Dynamophonic
Festival Arrête ton Char
Ingrandes de Touraine
par Florence Georgeon
Dynamophonic est un trio dans la lignée de la drum and bass. Nono à la batterie et au didgeridoo, Yann à la machine et au chant et Fred à la basse nous offrent une musique à l’énergie communicative. Ils donnent beaucoup sur scène et le public, de plus en plus au rendez-vous, le leur rend bien.
Dynamophonic est un trio dans la lignée de la drum and bass. Nono à la batterie et au didgeridoo, Yann à la machine et au chant et Fred à la basse nous offrent une musique à l’énergie communicative. Ils donnent beaucoup sur scène et le public, de plus en plus au rendez-vous, le leur rend bien.
Comment cette aventure a-t-elle commencé ?
Yann : Nono est mon petit frère et on connaît Fred depuis toujours.
Fred : J’ai rencontré le père de Nono et de Yann quand j’avais 13 ou 14 ans. Yann devait avoir 5 ou 6 ans et Nono n’était même pas encore né. J’ai bossé avec leur père qui m’a appris beaucoup de choses sur la musique puis sur la sonorisation. J’étais souvent chez eux à travailler la musique, on a évolué tous les trois ensemble. On se connaît depuis toujours, c’est comme si c’était aussi mes frangins.
Vos parents étaient donc déjà dans le domaine de la musique.
Nono : Oui, notre père. On a toujours été bercé par la musique. Il y avait toujours des concerts à la maison.
Quel est votre style musical ?
Nono : Il y a plein de styles. En particulier, de la drum and bass mais il y a aussi du punk, du rock, parfois mélangé de funk, voire de la danse orientale. Mais principalement c’est de la drum and bass.
Cette mixité vient-elle de vos goûts individuels ?
Fred : Oui. Yann est plus électro dans l’esprit. Avec Nono, on avait déjà un groupe ensemble, nos premières influences étaient plus le rock et le punk.
Yann : Mais on est ouvert sur un large panel musical. Ça peut même être la musique psychédélique. On a vraiment aucun arrêt sur un style musical particulier, chacun amène sa petite pierre à l’édifice, ses propres influences, pour donner finalement Dynamophonic.
Quels sont vos projets ?
Yann : On a un peu mis les concerts de côté pour se consacrer à la création de nouveaux morceaux pour notre deuxième album.

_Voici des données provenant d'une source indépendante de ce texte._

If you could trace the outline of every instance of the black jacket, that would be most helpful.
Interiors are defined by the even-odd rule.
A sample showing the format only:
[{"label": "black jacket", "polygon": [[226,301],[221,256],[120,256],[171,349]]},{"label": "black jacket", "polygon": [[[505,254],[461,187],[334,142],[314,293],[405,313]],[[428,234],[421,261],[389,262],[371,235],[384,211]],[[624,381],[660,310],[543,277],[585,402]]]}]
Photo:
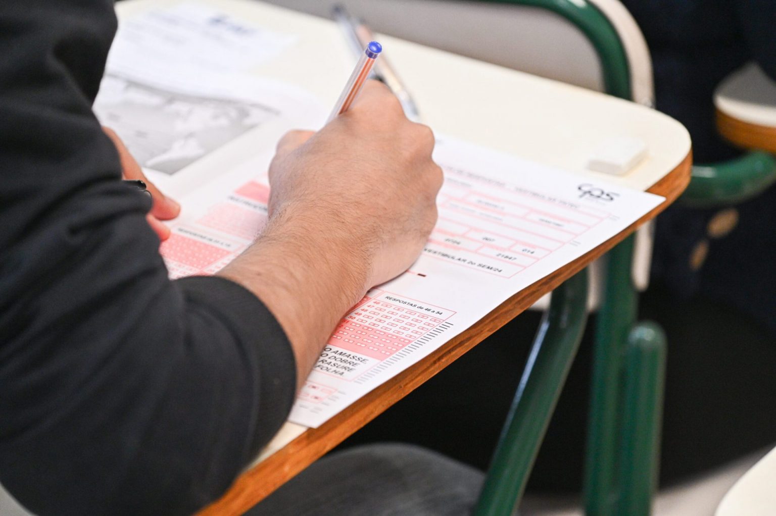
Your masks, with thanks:
[{"label": "black jacket", "polygon": [[185,514],[293,399],[243,287],[172,281],[92,113],[110,0],[0,2],[0,483],[40,514]]}]

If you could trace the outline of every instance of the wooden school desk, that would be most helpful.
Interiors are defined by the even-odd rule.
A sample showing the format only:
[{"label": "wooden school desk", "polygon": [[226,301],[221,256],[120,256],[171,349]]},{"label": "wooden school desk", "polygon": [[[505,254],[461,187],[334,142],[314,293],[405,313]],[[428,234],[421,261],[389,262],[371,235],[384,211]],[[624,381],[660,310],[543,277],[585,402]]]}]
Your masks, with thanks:
[{"label": "wooden school desk", "polygon": [[[181,0],[133,0],[116,7],[120,19]],[[283,54],[256,73],[303,87],[333,105],[355,59],[331,22],[258,2],[199,0],[246,23],[296,35]],[[515,294],[435,353],[380,386],[318,428],[286,424],[224,497],[200,514],[241,514],[446,365],[527,309],[544,294],[665,209],[690,178],[690,138],[660,113],[588,90],[539,78],[395,38],[381,36],[385,56],[435,131],[563,168],[580,179],[606,180],[666,197],[626,230]],[[606,138],[646,142],[649,157],[623,177],[587,171]],[[430,422],[430,424],[432,422]]]},{"label": "wooden school desk", "polygon": [[731,74],[714,92],[720,134],[747,149],[776,153],[776,82],[754,63]]},{"label": "wooden school desk", "polygon": [[[754,63],[727,77],[714,92],[717,128],[747,149],[776,154],[776,82]],[[728,491],[717,516],[771,514],[776,511],[776,449],[747,471]]]}]

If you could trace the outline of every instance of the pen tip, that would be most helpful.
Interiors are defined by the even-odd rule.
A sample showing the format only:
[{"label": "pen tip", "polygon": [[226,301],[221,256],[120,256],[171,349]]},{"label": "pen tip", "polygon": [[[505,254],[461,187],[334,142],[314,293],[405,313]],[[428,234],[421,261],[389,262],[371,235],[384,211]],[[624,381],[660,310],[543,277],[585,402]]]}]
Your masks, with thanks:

Fred : Cette année était un peu particulièrement, difficile au niveau des recherches de dates, en particulier sur la saison des festivals. On a trouvé beaucoup d’endroits où on pouvait jouer, mais à des prix bien trop peu élevés. On ne fait pas ça que pour l’argent mais il y a des frais. On avait des opportunités pour jouer dans le sud de la France, mais c’était trop loin. Ça revient presque à payer pour aller jouer. En tout cas, ça nous permet de bosser et de préparer quelque chose de nouveau.
Que pouvons-nous vous souhaiter pour l’avenir musicalement parlant ?
Nono : Que ça fonctionne pour nous. Qu’il y ait de plus en plus de gens qui nous suivent.
Fred : Plein de pairs de baguettes pour Nono. Plein de cordes pour moi. Plein de nouveaux logiciels pour Yann… Plus sérieusement, l’année dernière on a joué à travers toute la France. On a joué notamment à Toulouse, Grenoble, etc… On a fait un petit peu les quatre coins de la France. Ça nous a permis de rencontrer un nouveau public, différent de celui de la région Centre.
Où se trouve la différence pour vous ?
Fred : C’est pas pareil quand tu es chez toi. Tu as surtout un gros cercle d’amis et de connaissances au sein de ton public. Bien qu’il y ait des gens qui aiment notre style ou qui viennent nous découvrir. Mais c’était bien aussi de se tester ailleurs. C’est un autre challenge.